Faculty of Language: The SMT again

Thursday, April 17, 2014

The SMT again

Two revisions below thx to Ewan spring a thinko, a slip of the mind.

I have recently urged that we adopt a particular understanding of the Strong Minimalist Thesis (SMT) (here). The version that I favor treats the SMT as a thesis about systems that use grammars and suggests that central features of the grammatical representations that they use will be crucial to explaining why they are efficient. If this proves to be doable, then it is reasonable to describe FL and the grammars it makes available as “well designed” and “computationally efficient.” Stealing from Bob Berwick (here), I will take parsing efficiency to mean real time parsing and (real time) acquisition to mean easy acquisition given the PLD. Put this all together and the SMT is the conjecture that the grammatical format of Gs and UG is critical to allowing parsers, acquirers, producers, etc. to be very good at what they do (i.e. to be well-designed). On this view, grammars are “well designed” or “computationally efficient” in virtue of having properties that allow their users to be good at what they do when such grammars are embedded transparently within these systems.
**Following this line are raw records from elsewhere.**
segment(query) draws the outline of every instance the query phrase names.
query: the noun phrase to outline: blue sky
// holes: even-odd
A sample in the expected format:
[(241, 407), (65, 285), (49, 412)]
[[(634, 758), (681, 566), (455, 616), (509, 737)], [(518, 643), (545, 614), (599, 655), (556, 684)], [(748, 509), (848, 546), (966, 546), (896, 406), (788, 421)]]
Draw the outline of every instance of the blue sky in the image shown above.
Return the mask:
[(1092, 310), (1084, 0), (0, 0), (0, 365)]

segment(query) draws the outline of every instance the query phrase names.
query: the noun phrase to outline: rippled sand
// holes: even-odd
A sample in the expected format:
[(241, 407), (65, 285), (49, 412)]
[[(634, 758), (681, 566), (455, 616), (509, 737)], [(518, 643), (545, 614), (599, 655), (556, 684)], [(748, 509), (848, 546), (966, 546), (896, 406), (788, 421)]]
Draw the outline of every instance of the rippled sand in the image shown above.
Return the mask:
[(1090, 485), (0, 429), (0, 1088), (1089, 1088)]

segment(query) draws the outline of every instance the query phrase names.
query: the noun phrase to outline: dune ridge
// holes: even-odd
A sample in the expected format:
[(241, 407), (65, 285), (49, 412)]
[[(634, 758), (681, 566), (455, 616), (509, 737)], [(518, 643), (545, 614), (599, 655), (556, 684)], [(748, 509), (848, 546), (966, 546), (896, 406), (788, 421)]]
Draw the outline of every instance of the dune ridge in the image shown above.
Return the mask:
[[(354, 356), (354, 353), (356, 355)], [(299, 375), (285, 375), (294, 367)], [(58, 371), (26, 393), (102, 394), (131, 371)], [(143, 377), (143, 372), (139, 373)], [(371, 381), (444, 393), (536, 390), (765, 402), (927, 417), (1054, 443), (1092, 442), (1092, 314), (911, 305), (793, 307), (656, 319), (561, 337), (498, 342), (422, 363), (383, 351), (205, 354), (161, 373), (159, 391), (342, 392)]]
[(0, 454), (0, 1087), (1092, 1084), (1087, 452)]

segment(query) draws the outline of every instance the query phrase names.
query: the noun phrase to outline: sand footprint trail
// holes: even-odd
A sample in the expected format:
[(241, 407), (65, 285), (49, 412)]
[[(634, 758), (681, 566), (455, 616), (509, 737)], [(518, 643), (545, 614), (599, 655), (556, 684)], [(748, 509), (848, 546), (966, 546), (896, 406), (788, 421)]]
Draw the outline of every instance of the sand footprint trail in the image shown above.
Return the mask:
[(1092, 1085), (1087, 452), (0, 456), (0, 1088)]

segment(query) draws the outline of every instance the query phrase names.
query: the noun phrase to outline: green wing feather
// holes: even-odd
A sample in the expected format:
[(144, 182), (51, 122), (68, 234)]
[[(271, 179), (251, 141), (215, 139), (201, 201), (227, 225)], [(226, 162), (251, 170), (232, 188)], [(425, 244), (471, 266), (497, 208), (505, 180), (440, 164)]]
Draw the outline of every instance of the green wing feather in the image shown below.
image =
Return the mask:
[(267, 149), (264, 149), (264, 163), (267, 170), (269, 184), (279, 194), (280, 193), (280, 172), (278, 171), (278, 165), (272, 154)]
One particularly attractive virtue of this interpretation (for me) is that I understand how I could go about empirically investigating it. I confess that this is not true for other versions of the SMT that talk about neat fits between grammar and the CI interface, for example. So far as I can tell, we know rather little about the CI interface and so the question of fit is, at best, premature. On the other hand we do know a bit about how parsing works and how acquisition proceeds so we have something to fit the grammar to.[1]

So how to proceed? In two steps I believe. The first is to see if use systems (e.g. parsers) actually deploy grammars in real time, i.e. as they parse. Thus, if it is true that the basic features of grammatical representations are responsible for how (e.g.) parsers manage to efficiently do what they do then we should find real time evidence implicating these representations in real time parsing. Second, we should look for how exactly the implicated features manage to make things so efficient. Thus, we should look for theoretical reasons for why parsers that transparently embody, say, Subjacency like principles, would be efficient. Let me discuss each of these points in turn.

There is increasing evidence from psycho-ling research indicating that real time parsing respects grammatical distinctions, even very subtle ones. Colin Phillips is a leader in this kind of work and he and his (ex) students (e.g. Brian Dillon, Matt Wagers, Ellen Lau, Dave Kush, Masaya Yoshida) have produced a body of work that demonstrates how very closely parsers respect grammatical conditions like islands, c-command, and local binding domains. And by closely I mean very closely. So, for example, Colin shows (here) that online parsing respects the grammatical conditions that license parasitic gaps. So, not only do parsers respect islands, but they even treat configurations where island effects are amnestied as if they were not islands. Thus, parsers respect both the general conditions that grammars lay down regarding islands and the exceptions to these general conditions that grammars allow. This is what I mean by ‘close.’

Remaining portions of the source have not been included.